Paper · arXiv 2404.01869 · Published April 2, 2024
Reasoning ArchitecturesPhilosophy and SubjectivityArgumentation and Persuasion

Large language models (LLMs) have recently shown impressive performance on tasks involving reasoning, leading to a lively debate on whether these models possess reasoning capabilities similar to humans. However, despite these successes, the depth of LLMs’ reasoning abilities remains uncertain. This uncertainty partly stems from the predominant focus on task performance, measured through shallow accuracy metrics, rather than a thorough investigation of the models’ reasoning behavior. This paper seeks to address this gap by providing a comprehensive review of studies that go beyond task accuracy, offering deeper insights into the models’ reasoning processes. Furthermore, we survey prevalent methodologies to evaluate the reasoning behavior of LLMs, emphasizing current trends and efforts towards more nuanced reasoning analyses. Our review suggests that LLMs tend to rely on surface-level patterns and correlations in their training data, rather than on sophisticated reasoning abilities. Additionally, we identify the need for further research that delineates the key differences between human and LLM-based reasoning. Through this survey, we aim to shed light on the complex reasoning processes within LLMs.

Introduction. Reasoning is an integral aspect of human intelligence and deliberate, rational thought (Holyoak & Morrison, 2005). It allows individuals to draw conclusions from available information and move beyond their current knowledge (Lohman & Lakin, 2011). As such, reasoning plays a fundamental role in problem-solving and decision-making, and has been a long-standing goal within the field of artificial intelligence (Robinson & Voronkov, 2001). In recent years, large language models have demonstrated remarkable performance on tasks that require reasoning (Bubeck et al., 2023; Wei et al., 2022; Kojima et al., 2022). This has sparked a vigorous debate about the extent to which these models possess reasoning abilities similar to humans (Mitchell & Krakauer, 2023; Mitchell, 2023; Borji, 2023).

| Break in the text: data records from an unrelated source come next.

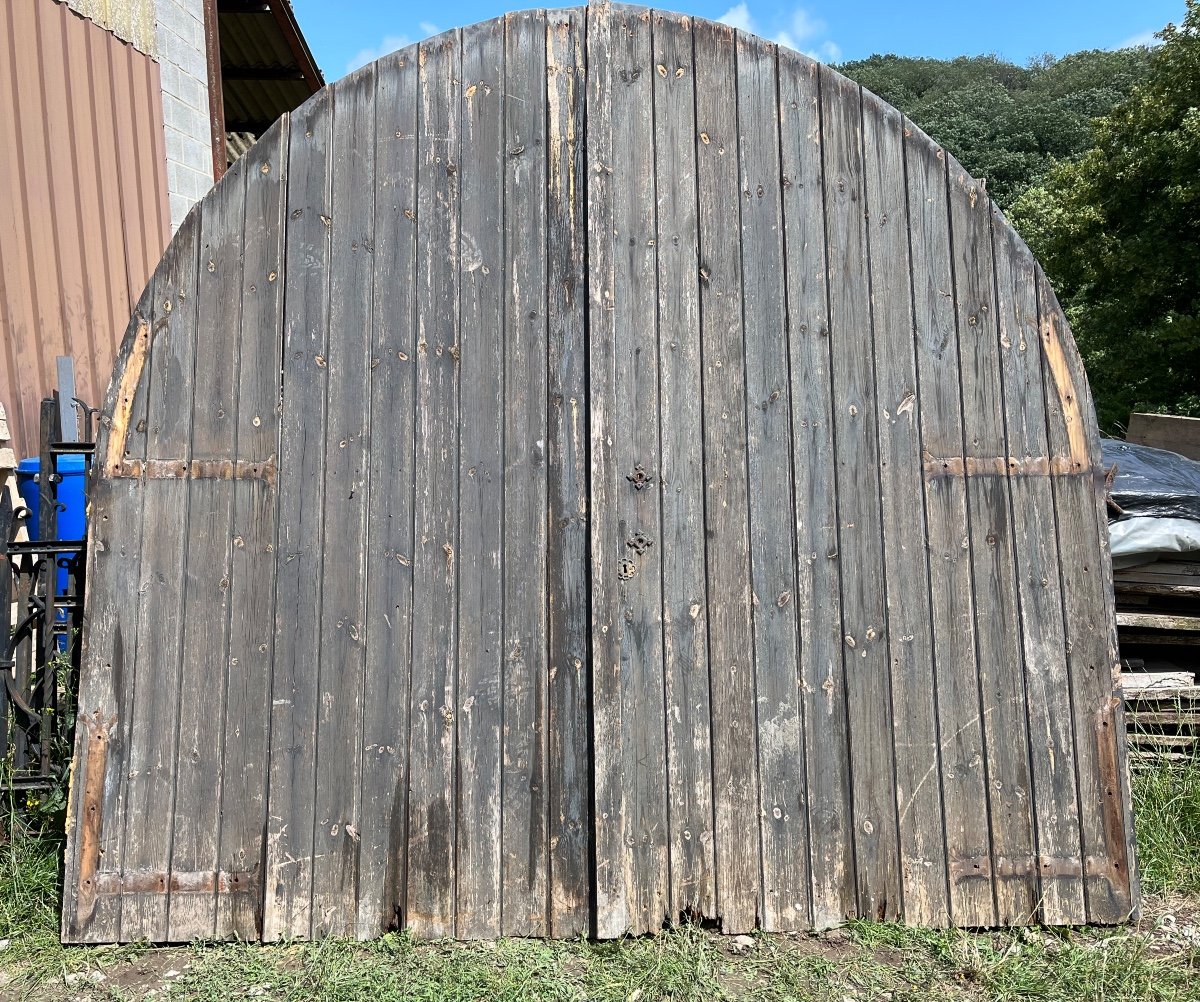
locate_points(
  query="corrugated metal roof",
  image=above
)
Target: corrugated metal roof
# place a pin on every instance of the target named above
(83, 199)
(131, 21)
(265, 65)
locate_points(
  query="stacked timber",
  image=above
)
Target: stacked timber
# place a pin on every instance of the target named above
(1158, 623)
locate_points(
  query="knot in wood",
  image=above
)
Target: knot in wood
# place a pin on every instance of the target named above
(639, 478)
(640, 543)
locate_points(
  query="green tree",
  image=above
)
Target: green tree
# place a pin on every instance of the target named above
(1117, 229)
(1005, 123)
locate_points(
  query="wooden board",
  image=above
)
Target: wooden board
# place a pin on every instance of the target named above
(1165, 431)
(588, 472)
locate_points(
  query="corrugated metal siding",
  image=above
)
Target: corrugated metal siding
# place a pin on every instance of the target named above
(131, 21)
(83, 199)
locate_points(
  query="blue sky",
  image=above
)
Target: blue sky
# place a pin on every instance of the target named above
(345, 34)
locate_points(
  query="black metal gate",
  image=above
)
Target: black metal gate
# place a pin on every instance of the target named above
(42, 619)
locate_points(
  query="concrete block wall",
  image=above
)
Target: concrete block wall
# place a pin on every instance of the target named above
(179, 35)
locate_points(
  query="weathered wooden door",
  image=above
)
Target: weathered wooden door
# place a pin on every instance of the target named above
(589, 469)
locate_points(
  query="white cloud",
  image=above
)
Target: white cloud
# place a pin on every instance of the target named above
(801, 30)
(1141, 39)
(738, 17)
(389, 45)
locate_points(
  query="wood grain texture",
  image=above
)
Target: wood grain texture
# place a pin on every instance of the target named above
(389, 617)
(781, 766)
(342, 624)
(523, 423)
(481, 478)
(682, 481)
(287, 877)
(1054, 795)
(624, 402)
(997, 628)
(208, 553)
(150, 762)
(736, 808)
(107, 672)
(430, 885)
(817, 586)
(1085, 575)
(568, 741)
(587, 472)
(918, 789)
(959, 709)
(859, 533)
(253, 535)
(612, 915)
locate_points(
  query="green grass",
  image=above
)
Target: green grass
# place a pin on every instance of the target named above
(865, 961)
(1167, 808)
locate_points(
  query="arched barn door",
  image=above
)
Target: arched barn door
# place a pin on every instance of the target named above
(588, 469)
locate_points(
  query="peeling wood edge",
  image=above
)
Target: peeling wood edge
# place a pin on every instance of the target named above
(936, 467)
(197, 469)
(126, 391)
(93, 816)
(1065, 387)
(1007, 867)
(195, 882)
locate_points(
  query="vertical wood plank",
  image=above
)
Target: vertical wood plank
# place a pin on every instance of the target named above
(569, 763)
(1091, 660)
(1116, 893)
(150, 759)
(989, 517)
(245, 771)
(107, 673)
(636, 436)
(208, 544)
(906, 562)
(859, 515)
(631, 825)
(525, 359)
(481, 477)
(682, 483)
(817, 592)
(940, 408)
(781, 767)
(736, 808)
(300, 519)
(389, 627)
(341, 659)
(1055, 796)
(611, 862)
(431, 821)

Discussion / Conclusion. Despite the notable performance of large language models in prominent reasoning tasks (Bubeck et al., 2023; Fu et al., 2023), our review suggests that current models more closely resemble stochastic parrots (Bender et al., 2021) than systematic reasoners. As discussed in Section 3, we find that although many LLMs demonstrate proficiency in reasoning problems that align with their training data, the models’ reasoning behavior reveals significant conceptual errors and limitations in out-of-distribution scenarios. As highlighted by Mahowald et al. (2024), this suggests a limited functional linguistic competence in LLMs. It is likely that the apparent success of LLMs in reasoning tasks predominantly reflects their ability to memorize the extensive data they have been trained on (Wu et al., 2024; Dziri et al., 2023). Recent studies indicate that a substantial amount of benchmark datasets has been leaked to current LLMs (Balloccu et al., 2024; Xu et al., 2024), raising concerns about the insights derived from their performance on such benchmarks. Therefore, we advocate for more nuanced analyses of the models’ reasoning behavior, particularly in novel scenarios that the models have not previously encountered.